Athletics Athletics

Kimetto sweating on Boston fitness


DENNIS-KIMETTONAIROBI, Kenya, February 16- Chicago and Tokyo marathons champion, Dennis Kimetto remains hopeful, he will recover in time from a painful ankle to compete at the Boston Marathon on April 21.

Kimetto twisted his ankle in training last week, a move that forced him to pull out of last Friday’s RAK Half Marathon in the United Arab Emirates.

“I had to pull out. I had no time to recover and the only thing to do was to get out of the race,” said Kimetto from Eldoret.

However, the 29-year-old has already resumed training as he bids to return to top shape before jetting out to Boston in April.

“I have resumed training now. I will not be running in any other event for now until after the Boston marathon. RAK Half Marathon was supposed to help me gauge my preparedness, but unfortunately, I could not make it.”

“However, it is not all lost. The injury was not severe and I only pulled out as a matter of caution. I did not want to aggravate it and end up missing Boston,” Kimetto told Xinhua from Eldoret.

In his absence, training mate Wilson Kipsang, the World Marathon record holder, could only manage a third place finish in RAK Half on Valentines Day.

“I know the course in RAK half is tough. I was not ready to stress my foot for that and I will see how it works out in Boston,” added the 2:03:45 course record holder from last year.

It was the fastest marathon ever run in the United States and fourth fastest anywhere on a standard course.
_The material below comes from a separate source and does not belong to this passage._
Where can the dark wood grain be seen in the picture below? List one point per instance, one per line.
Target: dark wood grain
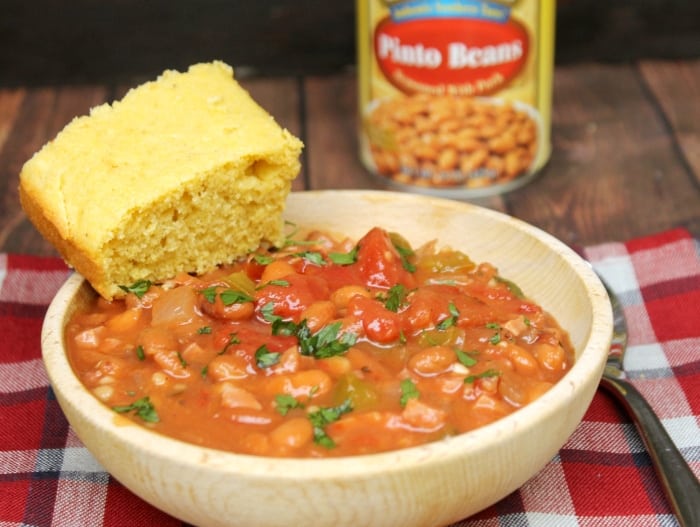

He ran near dead even splits of 1:01:52 and 1:01:53.

He set a course record for his first marathon victory at the 2013 Tokyo Marathon. In just his second race at the distance he used a strong second half to cross the finish in 2:06:50, eight seconds ahead of fellow Kenyan Michael Kipyego.

His debut marathon was in Berlin in 2012 clocking 2:04:16, where he was second to training partner Geoffrey Mutai.

“I want to run faster in Boston and that is why I will not disturb myself with any road race until then. I can make it in under 2:04. After that, I will return home, train and hope to emerge stronger and accomplished to conquer the Berlin Course, which will be a world record.”

“I have said as much to Wilson (Kipsang) when we train together that his world record is on borrowed time. I hope in September I will be able to set a new one,” he said.

Joining Kimetto in Boston will be Moses Mosop, who ran the second-fastest time ever run over a certified marathon distance with his 2:03:06 second-place finish in Boston in 2011.

Mosop then went on to win Chicago the same year. Other Kenyans are Eric Ndiema, Lisbon champion Paul Lonyangata, and Gongju winner Joel Kimurer.